The decision to halt the practice in Willapa Bay and Grays Harbor is part of an agreement between the local oyster growers association and the state. The growers association submitted a letter to the Department of Ecology on Sunday, after environmental concerns were raised in news coverage.

The department reported hearing from residents across Washington state that the practice did not meet their expectations.

The pesticides were supposed to control burrowing shrimp in the oyster beds. The shrimp burrow into the shellfish beds, making the ground too soft for oysters, causing them to suffocate.

"We believe we have no choice but to withdraw our permit and address these issues to the satisfaction of our customer base, and the public," said Don Gillies, president of the WGHOGA, in the letter requesting withdrawal of the permit.

In a brief phone conversation with Ken Wiegardt of the Willapa Bay-Grays Harbor Oyster Growers Association, Wiegardt would not comment on what led to the decision.

Oyster growers in southwest Washington have been working to control the native shrimp that burrow in the mudflats for decades. A group of farmers had planned to spray a widely used neurotoxic pesticide on up to 2,000 acres of commercial shellfish beds in Grays Harbor and Willapa Bay.

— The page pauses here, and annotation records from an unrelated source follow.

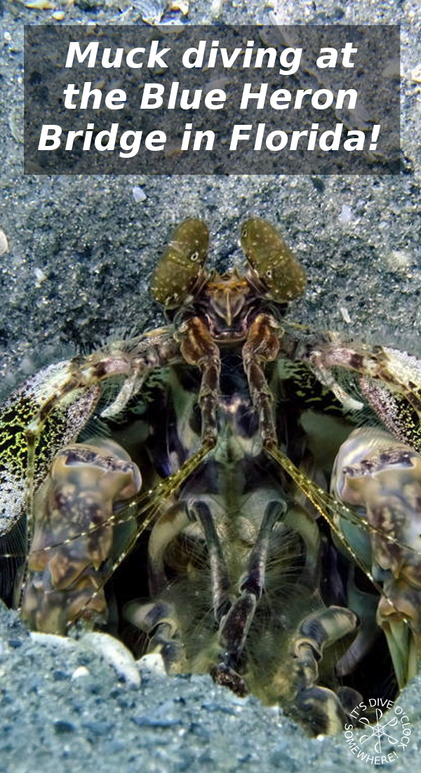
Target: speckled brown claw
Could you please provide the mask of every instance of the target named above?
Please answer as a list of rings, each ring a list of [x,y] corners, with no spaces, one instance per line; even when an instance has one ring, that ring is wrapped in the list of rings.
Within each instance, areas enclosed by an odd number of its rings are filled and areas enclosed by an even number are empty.
[[[33,630],[64,633],[77,618],[104,621],[113,512],[140,489],[140,472],[112,441],[74,444],[53,460],[35,500],[22,616]]]

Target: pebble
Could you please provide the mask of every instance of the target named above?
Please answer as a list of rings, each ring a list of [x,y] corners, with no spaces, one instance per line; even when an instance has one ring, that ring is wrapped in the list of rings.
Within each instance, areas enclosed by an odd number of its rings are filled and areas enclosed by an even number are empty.
[[[70,676],[70,679],[73,681],[74,681],[77,679],[80,679],[81,676],[89,676],[89,674],[90,674],[89,669],[87,669],[86,666],[79,666],[74,671],[73,674]]]

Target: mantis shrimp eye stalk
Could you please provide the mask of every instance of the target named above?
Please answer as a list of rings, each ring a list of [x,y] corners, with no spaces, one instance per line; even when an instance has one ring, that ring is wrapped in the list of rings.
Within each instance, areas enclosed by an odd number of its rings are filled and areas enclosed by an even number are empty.
[[[177,308],[200,284],[209,231],[201,220],[191,218],[176,228],[153,274],[152,293],[166,308]]]
[[[306,272],[270,223],[258,217],[246,220],[241,245],[253,274],[272,300],[286,303],[303,295]]]

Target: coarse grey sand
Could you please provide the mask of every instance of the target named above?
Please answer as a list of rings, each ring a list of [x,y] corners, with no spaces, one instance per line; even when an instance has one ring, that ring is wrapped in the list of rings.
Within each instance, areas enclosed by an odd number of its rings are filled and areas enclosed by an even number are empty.
[[[2,393],[50,362],[161,323],[148,292],[151,271],[174,225],[192,216],[207,222],[219,267],[239,257],[244,219],[271,220],[308,272],[306,296],[290,316],[420,353],[416,0],[199,0],[183,17],[195,24],[401,24],[399,176],[23,175],[24,25],[181,19],[172,5],[57,0],[36,10],[5,0],[0,12]],[[398,699],[411,736],[390,764],[395,771],[418,765],[420,684],[417,677]],[[32,638],[15,611],[0,608],[0,773],[354,771],[368,764],[343,736],[310,740],[277,708],[237,698],[210,677],[169,678],[150,664],[116,670],[83,641]]]

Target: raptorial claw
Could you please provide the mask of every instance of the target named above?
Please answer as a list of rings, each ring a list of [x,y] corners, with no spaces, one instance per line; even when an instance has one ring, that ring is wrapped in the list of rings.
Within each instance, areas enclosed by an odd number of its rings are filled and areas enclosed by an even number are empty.
[[[354,430],[341,447],[331,485],[371,527],[358,555],[370,557],[368,569],[382,586],[377,621],[402,687],[421,656],[421,456],[381,430]],[[353,535],[361,543],[357,526],[344,528],[351,545]]]
[[[33,630],[64,633],[78,616],[106,619],[111,516],[118,502],[137,493],[142,478],[116,443],[99,442],[63,448],[36,497],[22,604]]]

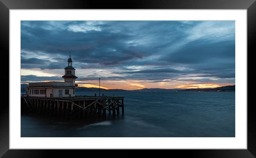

Critics, including the U.S. Fish and Wildlife Service and the National Oceanic and Atmospheric Administration worried about unintended harm to other species.

On Friday, one of the big farmers, Taylor Shellfish Farms, said it would back away from its plans to treat its oyster beds.

The Ecology Department approved the permit in April, saying the pesticide is less toxic than one previously used.